Only once as a professional has Ryan worked with a defense ranking in the NFL’s upper half. In the season ahead, the Falcons again figure to win only by scoring big. The reason they crashed from 5-0 to 8-8 last season was that they stopped scoring touchdowns. Some of it had to do with center snaps. Some surely had to do with whatever it was Kyle Shanahan was calling. Some had to do with their quarterback throwing the ball to the other team.

Apart from his 16 interceptions (second-most as a pro), Ryan's stats last season mirrored his numbers most every season. Still, the quarterback who led the Falcons to five consecutive winning seasons couldn't lift the 2015 Birds above .500 after a flying start. After an offseason of reassessing, the happy-talk Falcons decided that everything is hunky dory with Ryan, with Shanahan, with everything under the Flowery Branch sun. Then, in their first exhibition, the first-team offense went three-and-out twice with Ryan completing none of four passes.

Please understand: Exhibitions mean nothing. Had Ryan gone 4-for-4 with four 80-yard touchdowns, it would likewise have meant nothing. But, having had 7 ½ months to wonder What Went Wrong last fall, we’re still stuck on the discussion that has been ongoing since April 2008: Is Matty Ice good enough?

From Sam Monson of Pro Football Focus: "He is neither an All-Pro nor is he garbage … Ryan is a good quarterback (who) makes some bad mistakes."
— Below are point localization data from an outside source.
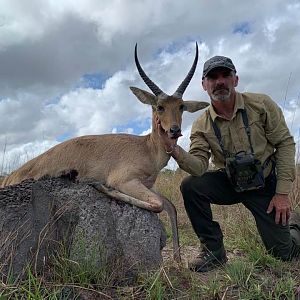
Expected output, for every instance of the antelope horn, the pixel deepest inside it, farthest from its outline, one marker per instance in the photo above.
(153, 87)
(179, 92)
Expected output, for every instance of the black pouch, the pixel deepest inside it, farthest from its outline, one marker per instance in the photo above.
(245, 172)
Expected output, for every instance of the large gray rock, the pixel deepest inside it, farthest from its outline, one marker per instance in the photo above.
(36, 217)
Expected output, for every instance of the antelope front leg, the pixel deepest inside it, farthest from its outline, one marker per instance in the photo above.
(172, 213)
(133, 192)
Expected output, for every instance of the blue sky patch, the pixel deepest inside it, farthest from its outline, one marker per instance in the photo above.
(93, 81)
(243, 28)
(63, 137)
(176, 45)
(137, 126)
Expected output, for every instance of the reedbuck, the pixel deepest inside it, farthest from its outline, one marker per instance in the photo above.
(122, 166)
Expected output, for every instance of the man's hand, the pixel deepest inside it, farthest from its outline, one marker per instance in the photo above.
(282, 206)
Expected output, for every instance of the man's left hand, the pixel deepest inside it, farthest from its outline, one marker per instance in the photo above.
(282, 206)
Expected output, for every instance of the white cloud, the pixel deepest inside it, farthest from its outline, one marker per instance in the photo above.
(47, 46)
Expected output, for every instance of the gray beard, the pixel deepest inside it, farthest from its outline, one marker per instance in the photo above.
(222, 98)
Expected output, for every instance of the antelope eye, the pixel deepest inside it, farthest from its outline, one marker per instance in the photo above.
(182, 107)
(160, 108)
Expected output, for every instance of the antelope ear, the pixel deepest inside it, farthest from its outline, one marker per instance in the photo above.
(144, 96)
(192, 106)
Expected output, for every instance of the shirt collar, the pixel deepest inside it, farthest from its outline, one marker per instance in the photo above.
(239, 105)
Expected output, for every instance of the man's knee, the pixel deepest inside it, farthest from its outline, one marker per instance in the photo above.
(186, 185)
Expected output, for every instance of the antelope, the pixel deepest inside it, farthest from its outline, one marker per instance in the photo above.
(122, 166)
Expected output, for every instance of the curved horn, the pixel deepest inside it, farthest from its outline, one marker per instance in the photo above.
(179, 92)
(153, 87)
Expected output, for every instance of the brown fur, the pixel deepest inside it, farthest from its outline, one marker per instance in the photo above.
(129, 164)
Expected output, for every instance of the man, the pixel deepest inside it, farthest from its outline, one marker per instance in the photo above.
(253, 152)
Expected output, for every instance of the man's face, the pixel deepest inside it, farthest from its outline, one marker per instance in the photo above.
(220, 83)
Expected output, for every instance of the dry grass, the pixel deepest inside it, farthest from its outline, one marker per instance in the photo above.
(249, 274)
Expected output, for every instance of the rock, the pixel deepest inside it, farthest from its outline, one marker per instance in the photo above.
(37, 217)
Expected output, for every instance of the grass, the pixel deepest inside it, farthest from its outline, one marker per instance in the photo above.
(250, 273)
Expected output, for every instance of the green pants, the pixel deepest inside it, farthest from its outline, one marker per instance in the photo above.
(214, 188)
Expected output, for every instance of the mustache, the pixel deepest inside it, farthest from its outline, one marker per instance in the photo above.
(221, 87)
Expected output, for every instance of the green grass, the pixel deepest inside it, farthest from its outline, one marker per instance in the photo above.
(250, 273)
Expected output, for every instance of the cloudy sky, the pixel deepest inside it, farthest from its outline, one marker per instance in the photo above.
(66, 66)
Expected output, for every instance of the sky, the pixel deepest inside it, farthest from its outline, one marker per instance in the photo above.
(66, 66)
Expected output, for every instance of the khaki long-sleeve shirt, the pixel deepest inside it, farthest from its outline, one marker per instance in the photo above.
(269, 134)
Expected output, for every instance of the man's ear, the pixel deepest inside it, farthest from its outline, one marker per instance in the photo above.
(144, 96)
(193, 106)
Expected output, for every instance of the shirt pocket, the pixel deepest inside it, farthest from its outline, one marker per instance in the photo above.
(257, 130)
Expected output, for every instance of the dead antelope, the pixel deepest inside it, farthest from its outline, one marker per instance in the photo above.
(125, 166)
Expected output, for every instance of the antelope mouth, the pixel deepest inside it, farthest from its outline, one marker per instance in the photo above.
(174, 135)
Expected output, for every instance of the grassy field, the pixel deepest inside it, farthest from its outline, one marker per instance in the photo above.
(249, 274)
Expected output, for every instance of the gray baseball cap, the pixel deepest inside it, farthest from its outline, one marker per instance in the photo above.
(217, 62)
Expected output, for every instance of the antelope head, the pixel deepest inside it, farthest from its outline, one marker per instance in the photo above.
(169, 109)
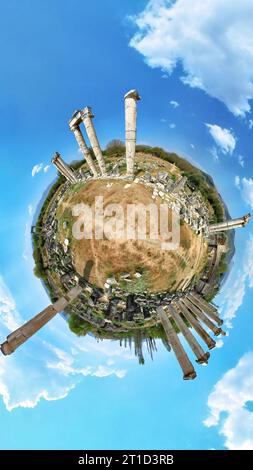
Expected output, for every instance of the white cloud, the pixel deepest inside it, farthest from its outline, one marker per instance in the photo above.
(241, 161)
(37, 168)
(212, 40)
(237, 181)
(219, 343)
(246, 187)
(223, 138)
(235, 292)
(174, 104)
(44, 369)
(214, 152)
(9, 316)
(230, 396)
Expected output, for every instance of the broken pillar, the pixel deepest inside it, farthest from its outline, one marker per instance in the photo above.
(202, 357)
(131, 99)
(195, 324)
(74, 124)
(63, 168)
(211, 311)
(22, 334)
(202, 316)
(230, 224)
(87, 117)
(184, 361)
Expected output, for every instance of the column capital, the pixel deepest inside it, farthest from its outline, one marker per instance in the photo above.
(75, 120)
(56, 157)
(87, 112)
(132, 94)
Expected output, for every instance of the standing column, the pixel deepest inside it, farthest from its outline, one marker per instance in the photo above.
(202, 357)
(208, 308)
(22, 334)
(185, 363)
(202, 316)
(84, 149)
(63, 168)
(195, 324)
(74, 123)
(87, 120)
(131, 99)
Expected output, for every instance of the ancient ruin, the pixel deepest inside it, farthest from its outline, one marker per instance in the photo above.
(115, 290)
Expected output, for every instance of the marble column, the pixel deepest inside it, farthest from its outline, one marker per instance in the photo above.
(63, 168)
(22, 334)
(74, 124)
(202, 357)
(202, 316)
(210, 310)
(131, 99)
(87, 117)
(195, 324)
(230, 224)
(185, 363)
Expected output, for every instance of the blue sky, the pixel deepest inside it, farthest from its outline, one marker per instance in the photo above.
(59, 391)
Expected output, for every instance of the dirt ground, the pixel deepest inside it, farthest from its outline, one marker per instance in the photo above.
(161, 270)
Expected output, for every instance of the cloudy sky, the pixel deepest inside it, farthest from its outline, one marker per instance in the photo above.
(192, 63)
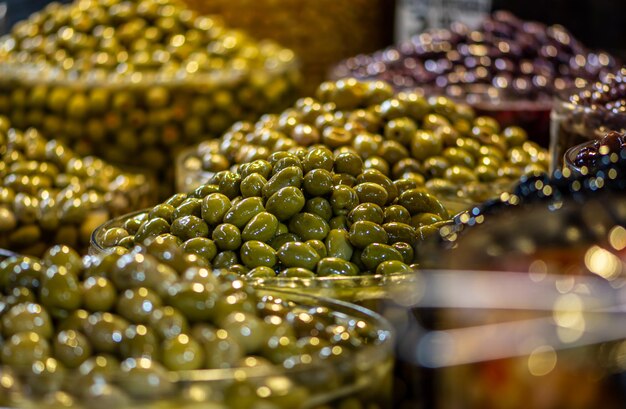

From an anonymous personnel director quoted by Mike Sando of ESPN Insider: "I haven't completely lost faith in him, but I thought he could be a guy who could tilt the field more. Now I think he has fallen more in line with the game manager and not a guy who is going to pull it out by himself."

From Rivers McCown in Football Outsiders Almanac 2016: "Ryan lacks prototype arm strength but has every other trait you'd want in a quarterback. Perhaps he was pressing to do more to make up for the players around him. Perhaps they were the sort of mishaps that happen when you try to teach an old veteran quarterback new tricks … or perhaps it was the start of an early decline."

In NFL.com's latest list of 100 best players (as voted by players), Ryan was omitted. He was 77th last summer, 17th in 2013. In Sando's annual rankings of quarterbacks, Ryan was 13th overall – down from 11th last year and an eighth-place tie in 2014 – and near the bottom of Tier 2. He trailed Eli Manning, Carson Palmer and Tony Romo. In Monson's ranking of position groups, the Falcons' quarterbacks ranked eighth.

Ryan fits the definition of a franchise quarterback: At 31, he has held the position for eight seasons without the Falcons once feeling a need to upgrade. But if he hasn’t risen to the level of Tom Brady or Aaron Rodgers or Peyton-in-his-prime by now, it’s not apt to happen. Weird as it sounds, Ryan can be classified as underrated and overrated. He has never been what’s wrong with the Falcons, but he hasn’t hoisted them to the highest of heights.

There is, however, one sobering note. From McCown: “We’re more inclined to be skeptical that Ryan’s skill went down a level (last season), but non-elite quarterbacks don’t tend to have pretty ends.”

Gulp. If Ryan is indeed in decline …

On second thought, let’s not think about that. Too scary.